If there is one technology that government really ought to be making better use o, then it’s email. Fine, lots of people moan about having too much of it, but given the option between getting an email or having to check a webpage, they’ll go for the addition to their inbox every time.
Email works on mobiles, is accessible and pretty much everyone knows what to do with it. Services like MailChimp – and there are others, like Campaign Monitor – make it easy to collect lists of email addresses and send messages out, tracking what people click on and how many people open the addresses.
I have a bigger post on email in the pipeline.
Since joining the Learning Pool team, the problem of keeping communications working in a distributed workforce have become really apparent to me. But since we started using Yammer in a serious way across the company, those problems seem to have disappeared.
Yammer, for those that don’t know, is a Twitter-like service that is private for organisations. Authentication is based on your email address, so everyone on the same email domain can access that organisation’s Yammer stream.
It works really well, and the service is used for a true mixture of ‘what I’m doing today’ type updates, office banter, general messages and discussion. Kent County Council are also using Yammer to great effect – anyone else?
I’ve been using Skype for years, but never more than now. Part of that is for the same reason as for the use of Yammer – chatting to the Learning Pool guys, who are all heavy Skype users – but I’m now using it a lot to talk to family as well.
I’d put quite a bit of this down to hardware – all the computers in our house now have webcams built into them, which makes using services like Skype much easier and more effective.
Adium is a great little multi-protocol instant messaging client – which means that within the one application, I can chat to people using Google Talk, MSN, AIM, Yahoo! and Facebook.

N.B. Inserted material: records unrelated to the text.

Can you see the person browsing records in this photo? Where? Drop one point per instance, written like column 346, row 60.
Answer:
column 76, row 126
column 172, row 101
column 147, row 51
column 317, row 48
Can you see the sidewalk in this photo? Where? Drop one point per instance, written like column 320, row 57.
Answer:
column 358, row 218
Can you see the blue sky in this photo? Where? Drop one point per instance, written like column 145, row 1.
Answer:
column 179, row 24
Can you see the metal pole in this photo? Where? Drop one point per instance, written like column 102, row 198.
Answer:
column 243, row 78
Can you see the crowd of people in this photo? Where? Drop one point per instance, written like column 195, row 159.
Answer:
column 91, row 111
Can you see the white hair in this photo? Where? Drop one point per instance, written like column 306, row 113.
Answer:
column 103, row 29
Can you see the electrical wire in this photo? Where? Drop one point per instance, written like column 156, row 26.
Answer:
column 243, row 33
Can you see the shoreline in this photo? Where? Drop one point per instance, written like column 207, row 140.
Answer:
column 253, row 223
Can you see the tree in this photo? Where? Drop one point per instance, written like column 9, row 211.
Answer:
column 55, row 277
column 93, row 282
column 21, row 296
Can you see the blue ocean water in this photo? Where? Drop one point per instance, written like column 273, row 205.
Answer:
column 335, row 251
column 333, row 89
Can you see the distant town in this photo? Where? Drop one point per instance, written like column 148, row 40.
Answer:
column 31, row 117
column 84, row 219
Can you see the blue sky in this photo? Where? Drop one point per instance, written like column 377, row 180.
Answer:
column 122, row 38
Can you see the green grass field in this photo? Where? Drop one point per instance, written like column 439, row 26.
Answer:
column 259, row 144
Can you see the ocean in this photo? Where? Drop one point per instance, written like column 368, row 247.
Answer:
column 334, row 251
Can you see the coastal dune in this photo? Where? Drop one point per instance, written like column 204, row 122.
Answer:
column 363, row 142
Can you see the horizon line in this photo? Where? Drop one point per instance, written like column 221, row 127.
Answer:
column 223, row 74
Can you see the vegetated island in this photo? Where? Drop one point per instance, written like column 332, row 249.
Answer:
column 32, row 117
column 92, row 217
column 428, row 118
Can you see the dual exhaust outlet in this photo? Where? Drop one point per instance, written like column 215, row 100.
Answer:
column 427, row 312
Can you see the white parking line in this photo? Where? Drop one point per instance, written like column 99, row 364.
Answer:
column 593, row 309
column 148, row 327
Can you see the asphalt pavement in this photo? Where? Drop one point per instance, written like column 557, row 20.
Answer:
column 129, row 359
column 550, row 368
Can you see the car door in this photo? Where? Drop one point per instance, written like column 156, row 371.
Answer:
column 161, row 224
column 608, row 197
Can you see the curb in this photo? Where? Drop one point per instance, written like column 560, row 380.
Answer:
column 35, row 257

Instant messaging is now something I use much more than before, and Adium makes that easy. IM is often seen as being a bit old hat these days, what with it being a fairly closed and usually one to one medium. But sometimes you need the immediacy, and, yes, the one to one-ness. These days more time seems to be spent communicating, which affects every medium.
I came to Dropbox late, but it is an awesome tool and probably the best cloud-based file storage solution. It adds a drive to your desktop computer, or your laptop, to which you can save files, which can then be retrieved on other machines via the web interface, or the iPhone app, or indeed the drive application if you have that installed elsewhere too.
Dropbox makes it a doddle for me to be able to access the files I am working on whether I am using my laptop or my desktop.
I’ve been using it for years, but I’m starting to find more and more value in Delicious. Part of the reason is the huge number of links I now have in there, which I can access and search easily using the Firefox plugin, also the way it interfaces with other services, like the occasional blog post that pops up automatically here, to cross posting links to Twitter.
I’m also finding myself subscribing more and more to individual users’ accounts in Delicious, to see what they are bookmarking. It may seem rather old hat these days, but if you are interested in using the web as a learning tool, then social bookmarking is a vital part of the toolkit.
There probably hasn’t been an hour that went by, when I was awake, during 2009 in which I didn’t refer to Wikipedia at some point. I’d never used it as a single source, or for any serious research (other than to follow up the links it references, perhaps) but to get the lowdown on a topic fast, it’s an astonishingly good resource.
I often mock it for its focus on tech and pop culture when I mention it in talks, but that is probably where I get most of my use out of it. Oracle want to buy Sun? What do Oracle actually do, anyway? Wikipedia make it dead easy to find out.